Al in 2012 deed de Gezinsbond een oproep tot het oprichten van een geschillencommissie, die verzoenend en bemiddelend zou kunnen optreden in sectoren die door Vlaanderen gereglementeerd zijn, maar waar individuele contracten de samenwerking tussen aanbieder en gebruiker regelen. Uit zijn meest recente jaarrapport blijkt dat ook de Vlaamse ombudsman de oprichting van een geschillencommissie genegen is.

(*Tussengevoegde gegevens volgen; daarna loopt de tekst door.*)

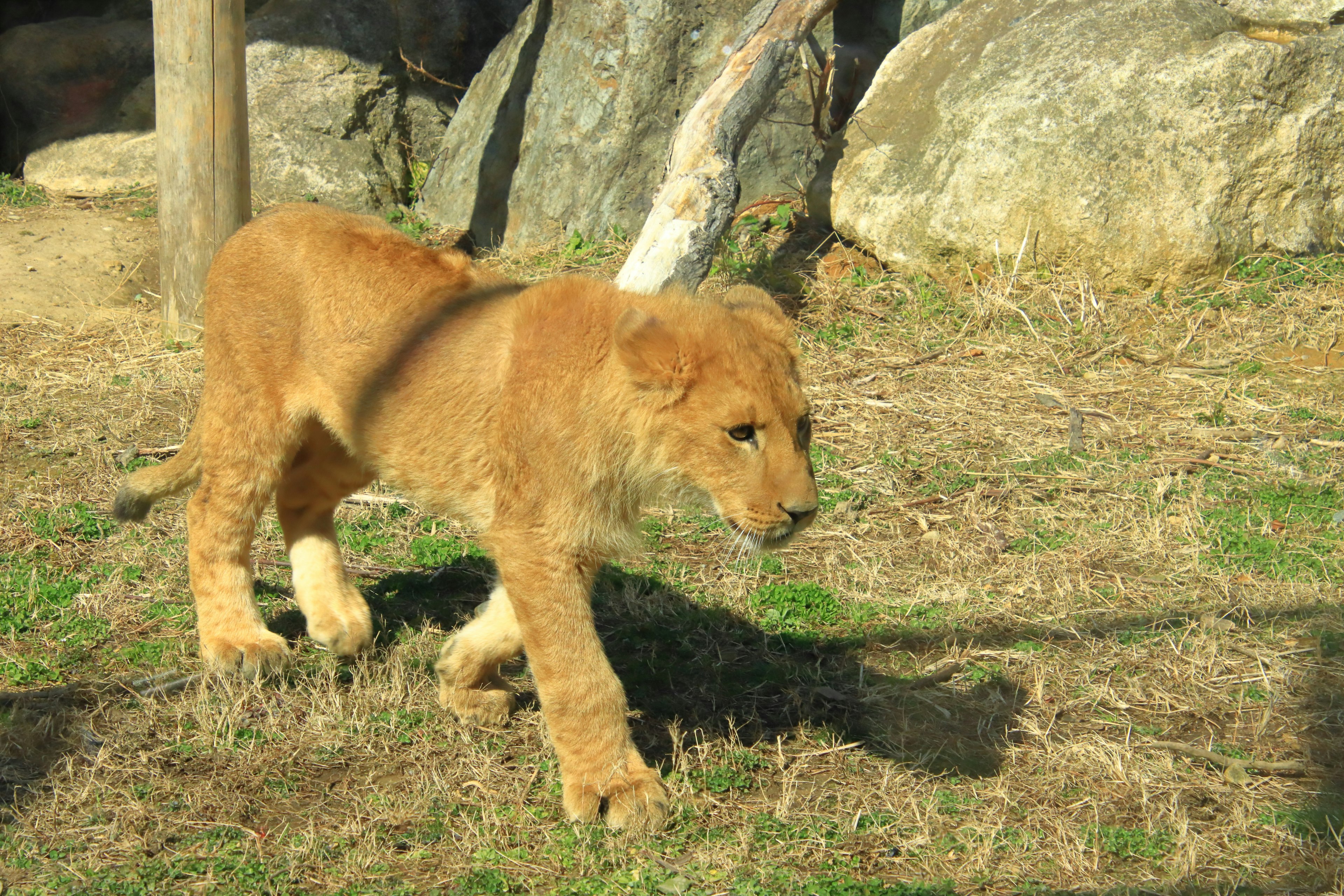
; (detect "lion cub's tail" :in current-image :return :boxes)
[112,430,200,523]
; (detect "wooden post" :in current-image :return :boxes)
[616,0,837,293]
[153,0,251,338]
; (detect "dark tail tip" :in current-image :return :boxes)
[112,485,155,523]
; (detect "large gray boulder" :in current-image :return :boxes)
[901,0,1344,40]
[1214,0,1344,24]
[15,0,523,211]
[811,0,1344,284]
[419,0,831,247]
[0,16,155,172]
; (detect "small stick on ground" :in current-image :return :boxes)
[1148,740,1306,771]
[906,662,965,691]
[1153,457,1265,476]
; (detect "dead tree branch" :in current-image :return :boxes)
[616,0,837,293]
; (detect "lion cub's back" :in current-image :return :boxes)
[206,203,480,367]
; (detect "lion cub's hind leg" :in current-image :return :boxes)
[434,586,523,724]
[275,423,374,657]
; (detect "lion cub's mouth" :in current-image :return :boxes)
[723,518,798,553]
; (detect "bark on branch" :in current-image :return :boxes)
[616,0,837,293]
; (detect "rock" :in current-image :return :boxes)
[1215,0,1344,24]
[419,0,831,247]
[809,0,1344,285]
[247,0,517,211]
[16,0,522,211]
[901,0,961,40]
[901,0,1344,40]
[0,18,155,170]
[23,130,159,192]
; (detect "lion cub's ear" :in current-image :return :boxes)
[614,308,691,402]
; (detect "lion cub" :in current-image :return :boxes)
[114,203,817,827]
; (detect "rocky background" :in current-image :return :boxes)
[8,0,1344,285]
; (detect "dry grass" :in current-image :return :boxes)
[0,207,1344,896]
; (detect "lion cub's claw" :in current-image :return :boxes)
[449,688,516,728]
[438,672,517,728]
[308,604,374,657]
[565,764,671,833]
[200,629,290,678]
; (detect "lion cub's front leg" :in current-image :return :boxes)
[489,553,668,830]
[434,586,523,726]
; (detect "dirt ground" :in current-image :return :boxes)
[0,191,1344,896]
[0,195,159,328]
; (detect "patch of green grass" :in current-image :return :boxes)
[23,502,115,541]
[1195,403,1237,426]
[812,317,859,348]
[1200,478,1344,582]
[681,513,727,541]
[560,230,624,265]
[901,274,966,328]
[1012,449,1085,476]
[387,208,430,239]
[1008,520,1078,553]
[811,442,860,512]
[895,603,946,631]
[410,533,466,569]
[1087,825,1176,861]
[0,175,47,208]
[118,639,181,669]
[710,205,798,293]
[751,582,843,631]
[1259,798,1344,844]
[688,750,770,794]
[336,514,398,560]
[919,461,976,494]
[1232,254,1344,287]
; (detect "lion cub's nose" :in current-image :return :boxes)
[779,504,817,527]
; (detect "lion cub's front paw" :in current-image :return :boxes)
[200,629,289,678]
[565,755,671,832]
[438,673,516,727]
[305,595,374,657]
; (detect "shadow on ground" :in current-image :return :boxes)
[349,558,1026,776]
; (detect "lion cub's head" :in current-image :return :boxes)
[616,286,817,551]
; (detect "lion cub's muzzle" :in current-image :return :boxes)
[724,504,817,551]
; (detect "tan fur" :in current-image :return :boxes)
[114,204,817,826]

Omdat men op de klachtendienst regelmatig signalen ontvangt met betrekking tot contractuele geschillen tussen ouders en organisatoren, is ook Kind en Gezin vragende partij voor de oprichting van een geschillencommissie voor de kinderopvang. Zo’n commissie is immers een goed en laagdrempelig alternatief voor het nemen van juridische stappen in kleine geschillen. Het bevordert de rechtszekerheid van de gebruiker en is in die zin dus zeker maatschappelijk relevant. Een geschillencommissie biedt bovendien een snelle en goedkope manier voor de betrokkenen om hun geschil op te lossen. Bovendien kan zo’n commissie een signaalfunctie vervullen ten aanzien van het beleid.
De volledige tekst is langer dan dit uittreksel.